Op korte tijd heb ik twee keer verlies geleden. Ik verloor een nog prille en toch hechte vriendschap met een vriendin. We overweldigden elkaar in onze turbulente gevoelslevens. Levens die op zich al veel waren en tezamen nog meer werden. Het verlies kwam uit het niets. Op een ochtend belde ze mij op en dat was het dan. Voor altijd. Zonder kwaadheid en met opgehouden tranen werd ik uit haar leven gewist. Het raakte me diep. Ik verloor diezelfde week een vriend waarmee ik maandenlang genoot van huidfeestjes. Ik ging hem meer liefhebben dan bedoeld in een intieme vriendschap. Die onrust in mij gaf hem onrust waar hij geen blijf mee wist. De aankondiging kwam voor mij al even bruusk. Het kerfde twee gebroken hartjes in de schors van mijn ziel. Ik piekerde dagenlang over hoe en waarom dit alles kon gebeuren. Uiteindelijk raakte ik niet meer wijs uit mijn eigen verzinsels. Bosjes aan hersenspinsels in zompige gevoelsmoerassen brachten me tot aan de rand van een paniekaanval. Als angst mij overweldigt, heb ik gaandeweg geleerd om hulp te vragen. Ik vroeg om raad bij de Dzogchen coach. Hij vertelde mij een verhaal over een pijl in het hart.

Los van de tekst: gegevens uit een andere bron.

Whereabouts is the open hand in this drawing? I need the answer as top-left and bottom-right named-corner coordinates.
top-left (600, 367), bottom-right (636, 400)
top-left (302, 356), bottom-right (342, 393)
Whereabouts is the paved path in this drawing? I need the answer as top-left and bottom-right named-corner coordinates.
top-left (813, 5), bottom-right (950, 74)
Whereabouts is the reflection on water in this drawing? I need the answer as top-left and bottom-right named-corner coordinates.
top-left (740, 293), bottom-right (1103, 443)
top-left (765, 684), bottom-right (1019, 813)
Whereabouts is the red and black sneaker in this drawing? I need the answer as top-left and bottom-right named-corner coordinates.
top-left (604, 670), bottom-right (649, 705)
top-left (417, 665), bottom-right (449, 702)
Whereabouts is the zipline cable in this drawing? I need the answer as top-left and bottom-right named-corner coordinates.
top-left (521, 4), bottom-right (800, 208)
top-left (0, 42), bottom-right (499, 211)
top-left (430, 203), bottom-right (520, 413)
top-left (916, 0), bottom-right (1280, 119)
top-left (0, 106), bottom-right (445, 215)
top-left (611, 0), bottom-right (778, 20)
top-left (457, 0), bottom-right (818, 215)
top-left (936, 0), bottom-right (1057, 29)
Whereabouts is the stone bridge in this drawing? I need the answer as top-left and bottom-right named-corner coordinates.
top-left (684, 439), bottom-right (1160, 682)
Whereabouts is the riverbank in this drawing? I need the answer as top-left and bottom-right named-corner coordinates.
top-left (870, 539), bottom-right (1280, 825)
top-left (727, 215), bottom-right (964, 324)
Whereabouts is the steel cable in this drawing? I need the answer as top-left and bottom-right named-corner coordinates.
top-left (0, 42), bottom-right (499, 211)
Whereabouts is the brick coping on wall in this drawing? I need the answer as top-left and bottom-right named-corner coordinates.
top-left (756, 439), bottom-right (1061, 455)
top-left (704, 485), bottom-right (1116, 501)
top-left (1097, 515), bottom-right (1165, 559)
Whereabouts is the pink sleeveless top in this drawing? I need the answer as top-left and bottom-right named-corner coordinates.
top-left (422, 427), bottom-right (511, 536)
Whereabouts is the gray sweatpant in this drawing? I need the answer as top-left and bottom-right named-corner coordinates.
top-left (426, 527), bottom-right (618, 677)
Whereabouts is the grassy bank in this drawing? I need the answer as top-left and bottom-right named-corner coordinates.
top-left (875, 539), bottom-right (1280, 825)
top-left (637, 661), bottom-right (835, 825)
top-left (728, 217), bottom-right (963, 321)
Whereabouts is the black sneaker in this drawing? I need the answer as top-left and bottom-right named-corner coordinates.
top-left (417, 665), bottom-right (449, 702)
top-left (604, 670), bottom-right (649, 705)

Stel dat je onderweg bent en plots komt uit het niets een pijl die tot in het hart raakt. Wat doe je? Je bestudeert de pijl. Je merkt de grootte op van de pijl. Je verbaast je over de omvang. Je kijkt van welk hout het is gesneden. Je zoekt naar initialen. Je vraagt je af vanwaar die pijl zo plotseling komt en waarom het jou wilde raken. Je kijkt in het rond en speurt naar die van wie de pijl afkomstig is. Je verzint redenen die je kunnen uitleggen waaraan je die pijl verdient hebt. Ondertussen wordt de wonde in jouw hart pijnlijker. Gaat het hartzeer steeds meer bloeden. Of. Je denkt niet. Je zoekt niet. Je verzint niet. Je haalt de pijl voorzichtig uit jouw hart en dekt de wonde toe. Je kiest een goed plekje om bij te komen en in de dagen die komen dicht je de wonde toe met kruiden die goed zijn voor jouw herstel. Je troost en verzorgt jezelf liefdevol tot je lichaam weer op krachten is.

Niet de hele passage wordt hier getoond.